Les origines de l’ordre de Notre-Dame-de-la-Merci remontent au début du XIIe siècle, au moment où un riche drapier, Pierre Nolasque, revend ses biens pour racheter des chrétiens captifs des pirates. Selon la tradition, dans la nuit du 1er août 1218, la Vierge Marie lui apparaît pour l’encourager à fonder l’ordre de Notre Dame de la Merci. À l’époque, le rachat des captifs est accompagné d’opérations militaires et l’ordre devient militaire. Appelé les « mercédaires », il est reconnu dès 1235 par le pape.

Une trentaine d’années plus tard, naît la branche féminine de l’ordre. Les religieuses prenaient alors en charge les captifs rapatriés, afin de leur procurer une vie digne.

À partir de 1317, l’ordre de la Merci perd son caractère militaire : il est assimilé en 1690 à un ordre mendiant.

Les mercédaires obéissent à la Règle de saint Augustin. Ils prononcent les trois vœux traditionnels de pauvreté, de chasteté et d’obéissance. Ils y ajoutent un vœu emblématique de leur mission particulière : être prêts à se livrer en otage si c’est le seul moyen de libérer les captifs. Ils se livrent à ce « marché » – c’est le sens étymologique du latin mercedem – jusqu’à ce que disparaisse la piraterie. Beaucoup de membres de l’ordre furent torturés, parfois tués, dans la recherche de leur objectif.

L’ordre est progressivement devenu missionnaire et caritatif et les mercédaires jouèrent un rôle important dans l’évangélisation de l’Amérique du sud.
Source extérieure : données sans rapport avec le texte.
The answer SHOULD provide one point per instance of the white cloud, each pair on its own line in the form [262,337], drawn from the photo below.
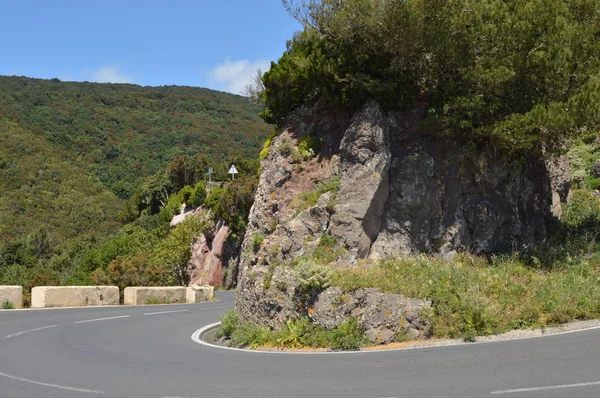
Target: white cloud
[233,76]
[107,74]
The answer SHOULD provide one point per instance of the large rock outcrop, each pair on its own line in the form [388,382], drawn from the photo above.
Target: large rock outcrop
[400,192]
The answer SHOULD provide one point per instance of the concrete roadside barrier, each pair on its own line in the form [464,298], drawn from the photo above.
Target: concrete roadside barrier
[73,296]
[198,294]
[155,295]
[11,296]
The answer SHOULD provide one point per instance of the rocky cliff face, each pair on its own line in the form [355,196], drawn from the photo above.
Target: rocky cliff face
[400,192]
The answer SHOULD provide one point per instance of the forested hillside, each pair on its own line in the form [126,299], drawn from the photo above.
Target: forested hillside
[121,133]
[80,160]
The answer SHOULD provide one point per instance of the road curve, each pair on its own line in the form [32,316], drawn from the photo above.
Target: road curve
[148,352]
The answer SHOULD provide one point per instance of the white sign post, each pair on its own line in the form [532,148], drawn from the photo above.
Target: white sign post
[233,172]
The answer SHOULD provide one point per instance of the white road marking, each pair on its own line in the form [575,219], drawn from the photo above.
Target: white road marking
[39,383]
[545,388]
[103,319]
[28,331]
[165,312]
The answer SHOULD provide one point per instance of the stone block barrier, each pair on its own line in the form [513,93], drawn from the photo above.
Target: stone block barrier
[12,295]
[155,295]
[197,294]
[73,296]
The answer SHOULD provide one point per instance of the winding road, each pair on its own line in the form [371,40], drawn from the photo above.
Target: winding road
[148,352]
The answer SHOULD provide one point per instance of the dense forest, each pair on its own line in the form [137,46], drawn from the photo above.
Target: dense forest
[523,74]
[90,172]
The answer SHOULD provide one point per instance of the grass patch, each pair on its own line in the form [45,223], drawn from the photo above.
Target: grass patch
[8,305]
[471,297]
[297,333]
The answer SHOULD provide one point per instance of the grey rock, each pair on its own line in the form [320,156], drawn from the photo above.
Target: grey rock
[365,161]
[400,193]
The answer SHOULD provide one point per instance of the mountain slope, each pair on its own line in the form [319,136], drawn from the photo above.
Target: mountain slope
[121,133]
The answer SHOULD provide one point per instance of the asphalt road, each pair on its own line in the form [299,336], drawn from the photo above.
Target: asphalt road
[148,352]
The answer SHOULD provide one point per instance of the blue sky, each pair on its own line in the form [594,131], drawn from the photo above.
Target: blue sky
[217,44]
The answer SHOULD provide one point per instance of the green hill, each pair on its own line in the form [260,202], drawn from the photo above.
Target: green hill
[120,133]
[72,152]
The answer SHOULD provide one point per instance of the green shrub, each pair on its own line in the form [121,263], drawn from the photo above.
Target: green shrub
[286,147]
[328,250]
[310,198]
[229,323]
[402,335]
[582,209]
[349,336]
[248,335]
[198,195]
[296,333]
[313,277]
[267,145]
[8,305]
[309,146]
[471,297]
[269,276]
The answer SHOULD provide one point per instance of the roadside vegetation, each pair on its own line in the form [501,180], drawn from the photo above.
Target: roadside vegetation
[297,333]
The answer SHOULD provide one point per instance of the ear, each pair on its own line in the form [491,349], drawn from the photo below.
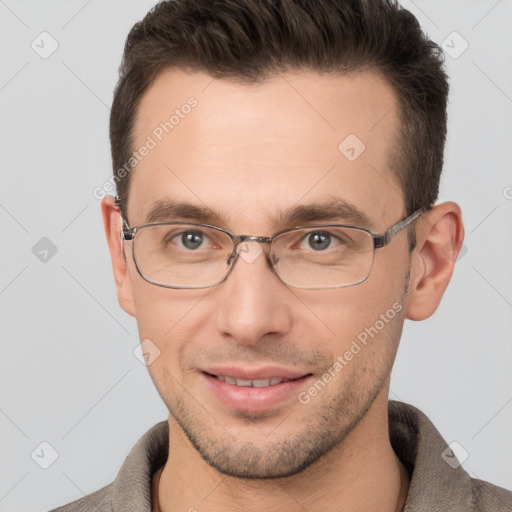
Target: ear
[112,223]
[439,236]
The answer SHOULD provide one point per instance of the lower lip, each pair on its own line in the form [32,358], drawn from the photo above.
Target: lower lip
[251,399]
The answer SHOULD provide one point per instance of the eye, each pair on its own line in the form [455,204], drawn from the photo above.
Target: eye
[318,240]
[191,239]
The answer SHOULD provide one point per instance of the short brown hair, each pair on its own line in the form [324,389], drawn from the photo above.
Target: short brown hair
[248,40]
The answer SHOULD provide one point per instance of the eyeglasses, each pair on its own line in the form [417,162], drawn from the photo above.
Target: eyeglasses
[187,255]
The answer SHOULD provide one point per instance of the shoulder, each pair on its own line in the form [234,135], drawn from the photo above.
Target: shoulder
[438,479]
[99,501]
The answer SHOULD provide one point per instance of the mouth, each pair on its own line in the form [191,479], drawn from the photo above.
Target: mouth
[256,383]
[255,391]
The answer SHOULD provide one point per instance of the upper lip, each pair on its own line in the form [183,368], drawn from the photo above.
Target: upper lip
[264,372]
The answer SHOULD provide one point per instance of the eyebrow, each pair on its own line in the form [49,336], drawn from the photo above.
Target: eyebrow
[336,209]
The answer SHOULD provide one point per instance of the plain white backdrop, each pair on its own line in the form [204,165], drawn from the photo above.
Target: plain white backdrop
[69,375]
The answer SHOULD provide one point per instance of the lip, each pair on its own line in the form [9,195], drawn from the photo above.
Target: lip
[255,399]
[264,372]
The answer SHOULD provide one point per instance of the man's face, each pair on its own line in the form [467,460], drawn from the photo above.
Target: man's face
[250,153]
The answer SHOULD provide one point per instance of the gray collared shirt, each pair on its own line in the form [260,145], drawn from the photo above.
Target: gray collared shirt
[438,482]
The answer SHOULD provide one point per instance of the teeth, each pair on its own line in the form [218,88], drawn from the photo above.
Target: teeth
[258,383]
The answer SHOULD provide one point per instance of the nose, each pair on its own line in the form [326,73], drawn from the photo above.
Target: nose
[252,302]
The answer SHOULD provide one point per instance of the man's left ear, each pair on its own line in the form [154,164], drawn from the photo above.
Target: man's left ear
[439,235]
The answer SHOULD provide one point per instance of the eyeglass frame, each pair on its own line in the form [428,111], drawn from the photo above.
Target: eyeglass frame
[379,240]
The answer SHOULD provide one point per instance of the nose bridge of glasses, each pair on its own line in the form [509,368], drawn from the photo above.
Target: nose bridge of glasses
[238,240]
[251,238]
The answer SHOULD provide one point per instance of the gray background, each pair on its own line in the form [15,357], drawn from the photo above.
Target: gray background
[69,375]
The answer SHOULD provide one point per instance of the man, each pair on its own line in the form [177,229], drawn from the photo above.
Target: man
[277,166]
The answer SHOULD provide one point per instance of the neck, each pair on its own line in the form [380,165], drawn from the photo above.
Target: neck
[361,473]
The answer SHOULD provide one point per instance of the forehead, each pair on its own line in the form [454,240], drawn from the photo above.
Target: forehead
[247,149]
Plus tard, l’ordre s’est spiritualisé et a élargi son charisme, gardant toutefois le sens de « rachat » pour se libérer de toute chaîne, et de rédemption par la Miséricorde divine.

La dévotion à Notre Dame de la Merci commence en Catalogne, dans toute l’Espagne et dans l’Italie. Quelques siècles après, elle se répand en République dominicaine, au Pérou, en Argentine et dans de nombreux autres pays d’Amérique latine. L’ordre est répandu un peu partout dans le monde mais assez peu en France, où fonctionnent néanmoins de petites structures.

Depuis le XIXe siècle, l’ordre a cherché à réinventer sa vocation en se tournant vers les nouvelles formes de captivité et d’emprisonnement : drogue, prostitution, prison et toute situation oppressante ou dégradante pour la personne humaine. L’ordre a aussi fondé des écoles.

La chanteuse Marie Noël, en 1930, fait paraître les Chants de la Merci largement inspirés de la spiritualité et du charisme de l’ordre. Elle s’adresse par la poésie et la chanson à tous les captifs, et plus largement aux « âmes enchaînées ». Elle décrit ce qu’elle ressent comme sa mission :

« À tous ceux qui très loin sont captifs 
Dans le silence ; aux âmes enchaînées 
Par la longueur des muettes années 
En nul ne sait quels abîmes plaintifs ; 
À ceux dont l’ombre a tant de murs sur elle 
Qu’ils n’ont jamais pu donner de nouvelle 
De leur nuit noire aux gens qui sont dehors ; 
Ceux pleins d’appels dont nulle voix ne sort, 
Dont le secret cherche un mot qui l’emporte ; 
À tous ceux-là – je ne sais pas combien – 
Je viens. Je suis petit oiseau, je viens. 
Je viens, je suis moucheron, un rien frêle. 
Une aile. Et j’ouvre et je donne mon aile 
Pour alléger leur épaule et mon chant 
Pour délivrer mon âme à travers champs.
Je viens. J’ai pris dans leurs fers, à leur place, 
Leur cœur en moi pour m’envoler avec. 
(…)
Quelqu’un viendra. Je l’attendrai dans l’ombre, 
Un frère, un cœur entre les cœurs sans nombre, 
Quelqu’un à moi viendra pour la Merci 
Aider mon âme à se sauver aussi. »

Notre Dame de la Merci est fêtée le 24 septembre.